The pharmacokinetic properties of enrofloxacin were determined in broiler chickens after single IV and orally administered doses of 10 mg/kg of body weight. After IV and oral administrations, the plasma concentration-time graph was characteristic of a two-compartment open model. The elimination half-life and the mean +/- SEM residence time of enrofloxacin for plasma were 10.29 +/- 0.45 and 9.65 +/- 0.48 hours, respectively, after IV administration and 14.23 +/- 0.46 and 15.30 +/- 0.53 hours, respectively, after oral administration. After single oral administration, enrofloxacin was absorbed slowly, with time to reach maximal plasma concentration of 1.64 +/- 0.04 hours. Maximal plasma concentration was 2.44 +/- 0.06 micrograms/ml. Oral bioavailability was found to be 64.0 +/- 0.2%. Statistically significant differences between the 2 routes of administration were found for the pharmacokinetic variables--half-lives of the distribution and elimination phase and apparent volume of distribution and volume of distribution at steady state. In chickens, enrofloxacin was extensively metabolized into ciprofloxacin. Residues of enrofloxacin and the major metabolite ciprofloxacin in fat, kidney, liver, lungs, muscles, and skin were measured in chickens that received an orally administered dose of 10 mg/kg once daily for 4 days. The results indicate that enrofloxacin and ciprofloxacin residues were cleared slowly. Mean muscle, liver, and kidney concentrations of the metabolite ciprofloxacin ranging between 0.020 and 0.075 micrograms/g persisted on day 12 in chickens after dosing. However, at the time of slaughter (12 days), enrofloxacin residues were only detected in liver and mean +/- SEM concentration was 0.025 +/- 0.003 micrograms/g.
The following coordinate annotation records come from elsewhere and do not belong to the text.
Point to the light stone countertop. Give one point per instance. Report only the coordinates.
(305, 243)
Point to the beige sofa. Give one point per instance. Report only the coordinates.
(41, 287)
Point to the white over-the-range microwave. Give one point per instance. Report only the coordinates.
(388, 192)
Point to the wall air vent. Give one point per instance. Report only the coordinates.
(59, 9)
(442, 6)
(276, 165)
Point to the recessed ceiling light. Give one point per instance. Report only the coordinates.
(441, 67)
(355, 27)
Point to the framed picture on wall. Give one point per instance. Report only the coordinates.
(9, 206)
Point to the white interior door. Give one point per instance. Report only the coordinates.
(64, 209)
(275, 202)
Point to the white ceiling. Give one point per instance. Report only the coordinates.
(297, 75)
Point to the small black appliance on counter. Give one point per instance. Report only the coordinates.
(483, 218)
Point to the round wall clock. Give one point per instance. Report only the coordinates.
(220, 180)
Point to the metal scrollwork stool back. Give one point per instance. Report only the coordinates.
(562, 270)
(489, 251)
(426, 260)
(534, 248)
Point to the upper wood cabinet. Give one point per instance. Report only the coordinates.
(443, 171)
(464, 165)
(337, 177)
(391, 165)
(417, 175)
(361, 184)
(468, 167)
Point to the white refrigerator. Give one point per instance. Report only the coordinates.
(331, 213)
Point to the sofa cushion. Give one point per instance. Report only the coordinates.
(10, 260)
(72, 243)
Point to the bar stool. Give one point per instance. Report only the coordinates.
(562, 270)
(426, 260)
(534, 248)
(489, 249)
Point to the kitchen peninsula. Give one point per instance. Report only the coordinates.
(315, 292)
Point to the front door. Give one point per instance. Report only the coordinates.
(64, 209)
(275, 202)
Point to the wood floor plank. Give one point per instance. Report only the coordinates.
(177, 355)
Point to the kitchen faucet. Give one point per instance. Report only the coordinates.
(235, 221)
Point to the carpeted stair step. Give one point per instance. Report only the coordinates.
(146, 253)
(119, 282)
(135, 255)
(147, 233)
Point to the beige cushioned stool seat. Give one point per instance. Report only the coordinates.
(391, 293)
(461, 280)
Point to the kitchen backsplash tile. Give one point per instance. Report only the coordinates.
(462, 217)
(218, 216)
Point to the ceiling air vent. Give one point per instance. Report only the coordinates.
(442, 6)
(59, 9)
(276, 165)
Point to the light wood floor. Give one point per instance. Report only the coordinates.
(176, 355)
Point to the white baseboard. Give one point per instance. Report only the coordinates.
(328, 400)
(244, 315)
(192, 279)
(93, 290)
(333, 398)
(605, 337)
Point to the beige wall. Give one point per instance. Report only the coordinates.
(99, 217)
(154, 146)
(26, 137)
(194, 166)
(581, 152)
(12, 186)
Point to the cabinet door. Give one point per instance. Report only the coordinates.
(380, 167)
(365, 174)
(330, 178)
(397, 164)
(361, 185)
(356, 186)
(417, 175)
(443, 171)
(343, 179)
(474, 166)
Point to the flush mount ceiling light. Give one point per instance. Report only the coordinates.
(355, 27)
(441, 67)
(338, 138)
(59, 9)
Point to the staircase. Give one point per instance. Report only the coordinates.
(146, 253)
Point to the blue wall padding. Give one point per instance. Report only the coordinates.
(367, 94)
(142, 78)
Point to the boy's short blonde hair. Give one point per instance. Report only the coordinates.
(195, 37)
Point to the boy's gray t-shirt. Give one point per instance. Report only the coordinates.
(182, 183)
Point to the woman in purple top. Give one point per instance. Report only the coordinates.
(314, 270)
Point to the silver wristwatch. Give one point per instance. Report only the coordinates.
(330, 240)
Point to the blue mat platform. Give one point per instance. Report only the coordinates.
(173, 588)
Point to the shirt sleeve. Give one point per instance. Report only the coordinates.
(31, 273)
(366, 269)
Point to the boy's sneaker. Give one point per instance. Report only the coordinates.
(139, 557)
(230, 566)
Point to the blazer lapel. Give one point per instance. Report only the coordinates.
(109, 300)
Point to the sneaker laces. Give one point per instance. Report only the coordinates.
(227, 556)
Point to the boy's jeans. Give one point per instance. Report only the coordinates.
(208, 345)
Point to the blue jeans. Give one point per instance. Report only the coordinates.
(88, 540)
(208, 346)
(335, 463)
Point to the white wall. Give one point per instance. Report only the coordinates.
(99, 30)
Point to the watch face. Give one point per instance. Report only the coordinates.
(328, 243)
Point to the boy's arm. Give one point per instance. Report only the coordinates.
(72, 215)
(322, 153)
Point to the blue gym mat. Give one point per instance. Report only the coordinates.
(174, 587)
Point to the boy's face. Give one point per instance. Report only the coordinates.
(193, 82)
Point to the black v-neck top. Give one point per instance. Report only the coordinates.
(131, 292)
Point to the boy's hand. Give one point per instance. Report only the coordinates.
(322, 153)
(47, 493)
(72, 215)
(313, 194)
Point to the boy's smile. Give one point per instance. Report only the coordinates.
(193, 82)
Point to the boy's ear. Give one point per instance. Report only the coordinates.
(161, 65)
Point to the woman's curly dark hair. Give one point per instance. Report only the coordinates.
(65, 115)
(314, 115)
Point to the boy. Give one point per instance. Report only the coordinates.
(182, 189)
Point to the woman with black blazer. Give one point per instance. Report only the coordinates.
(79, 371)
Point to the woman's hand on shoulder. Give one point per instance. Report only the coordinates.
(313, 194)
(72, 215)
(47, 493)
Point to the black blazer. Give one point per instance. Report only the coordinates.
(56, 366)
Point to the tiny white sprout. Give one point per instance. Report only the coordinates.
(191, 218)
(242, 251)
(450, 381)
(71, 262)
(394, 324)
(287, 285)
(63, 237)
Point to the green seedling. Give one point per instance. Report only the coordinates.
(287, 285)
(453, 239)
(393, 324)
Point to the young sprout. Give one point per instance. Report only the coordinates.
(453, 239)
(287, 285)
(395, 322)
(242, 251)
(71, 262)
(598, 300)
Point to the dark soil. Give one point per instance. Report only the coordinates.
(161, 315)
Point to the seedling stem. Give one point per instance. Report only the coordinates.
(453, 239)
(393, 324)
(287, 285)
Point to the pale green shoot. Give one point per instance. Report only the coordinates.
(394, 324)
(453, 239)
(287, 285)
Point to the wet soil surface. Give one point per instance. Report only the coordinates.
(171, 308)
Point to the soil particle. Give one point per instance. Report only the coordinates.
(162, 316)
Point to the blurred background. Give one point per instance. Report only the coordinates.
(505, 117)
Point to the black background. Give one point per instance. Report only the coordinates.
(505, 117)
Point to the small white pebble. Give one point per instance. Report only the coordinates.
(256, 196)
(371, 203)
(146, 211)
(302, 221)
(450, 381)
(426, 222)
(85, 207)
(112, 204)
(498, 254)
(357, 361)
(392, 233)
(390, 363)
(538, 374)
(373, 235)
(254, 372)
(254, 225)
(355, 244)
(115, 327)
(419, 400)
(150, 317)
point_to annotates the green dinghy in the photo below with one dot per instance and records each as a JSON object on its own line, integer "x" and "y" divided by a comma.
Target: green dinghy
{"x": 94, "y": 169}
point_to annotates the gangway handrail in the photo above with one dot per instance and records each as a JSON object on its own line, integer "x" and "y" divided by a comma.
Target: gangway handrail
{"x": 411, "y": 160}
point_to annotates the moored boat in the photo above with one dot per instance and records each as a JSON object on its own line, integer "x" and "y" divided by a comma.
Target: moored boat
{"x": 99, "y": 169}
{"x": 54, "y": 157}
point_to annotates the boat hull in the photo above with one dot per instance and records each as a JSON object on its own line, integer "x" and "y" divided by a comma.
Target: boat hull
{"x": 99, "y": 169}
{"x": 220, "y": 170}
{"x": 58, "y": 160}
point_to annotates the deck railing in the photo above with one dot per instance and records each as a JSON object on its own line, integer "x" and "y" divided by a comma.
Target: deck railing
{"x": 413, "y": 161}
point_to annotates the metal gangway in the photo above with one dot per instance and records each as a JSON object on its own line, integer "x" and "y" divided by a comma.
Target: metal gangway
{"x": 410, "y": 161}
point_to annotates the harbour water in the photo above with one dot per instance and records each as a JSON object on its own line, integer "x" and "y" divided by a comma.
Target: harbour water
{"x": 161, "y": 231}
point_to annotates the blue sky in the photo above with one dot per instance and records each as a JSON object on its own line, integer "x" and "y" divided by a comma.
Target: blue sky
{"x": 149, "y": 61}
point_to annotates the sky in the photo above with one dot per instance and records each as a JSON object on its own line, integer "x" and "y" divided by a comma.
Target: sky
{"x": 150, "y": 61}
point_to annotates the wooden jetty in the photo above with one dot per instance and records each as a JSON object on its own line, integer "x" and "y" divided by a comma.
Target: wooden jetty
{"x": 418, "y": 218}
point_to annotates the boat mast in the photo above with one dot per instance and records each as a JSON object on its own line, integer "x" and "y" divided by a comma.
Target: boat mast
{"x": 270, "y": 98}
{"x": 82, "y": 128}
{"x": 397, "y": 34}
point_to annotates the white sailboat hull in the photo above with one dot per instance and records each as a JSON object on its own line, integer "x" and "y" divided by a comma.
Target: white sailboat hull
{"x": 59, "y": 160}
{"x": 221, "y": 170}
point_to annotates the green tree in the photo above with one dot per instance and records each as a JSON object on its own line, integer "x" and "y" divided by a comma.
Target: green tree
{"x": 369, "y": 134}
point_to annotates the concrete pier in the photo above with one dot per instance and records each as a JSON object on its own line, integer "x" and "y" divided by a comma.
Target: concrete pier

在体重为10mg/kg的肉鸡单次静脉注射和口服恩诺沙星后,测定了其药代动力学特性。静脉注射和口服给药后,血浆浓度-时间图符合二室开放模型特征。静脉注射后,恩诺沙星的消除半衰期和血浆平均±标准误驻留时间分别为10.29±0.45小时和9.65±0.48小时;口服给药后分别为14.23±0.46小时和15.30±0.53小时。单次口服给药后,恩诺沙星吸收缓慢,达到最大血浆浓度的时间为1.64±0.04小时。最大血浆浓度为2.44±0.06μg/ml。口服生物利用度为64.0±0.2%。在药代动力学变量方面,即分布相和消除相半衰期、表观分布容积和稳态分布容积,发现两种给药途径之间存在统计学显著差异。在鸡体内,恩诺沙星广泛代谢为环丙沙星。对每天口服10mg/kg剂量,连续给药4天的鸡,测定其脂肪、肾脏、肝脏、肺、肌肉和皮肤中恩诺沙星及其主要代谢产物环丙沙星的残留量。结果表明,恩诺沙星和环丙沙星残留清除缓慢。给药后第12天,鸡体内代谢产物环丙沙星在肌肉、肝脏和肾脏中的平均浓度在0.020至0.075μg/g之间。然而,在屠宰时(12天),仅在肝脏中检测到恩诺沙星残留,平均±标准误浓度为0.025±0.003μg/g。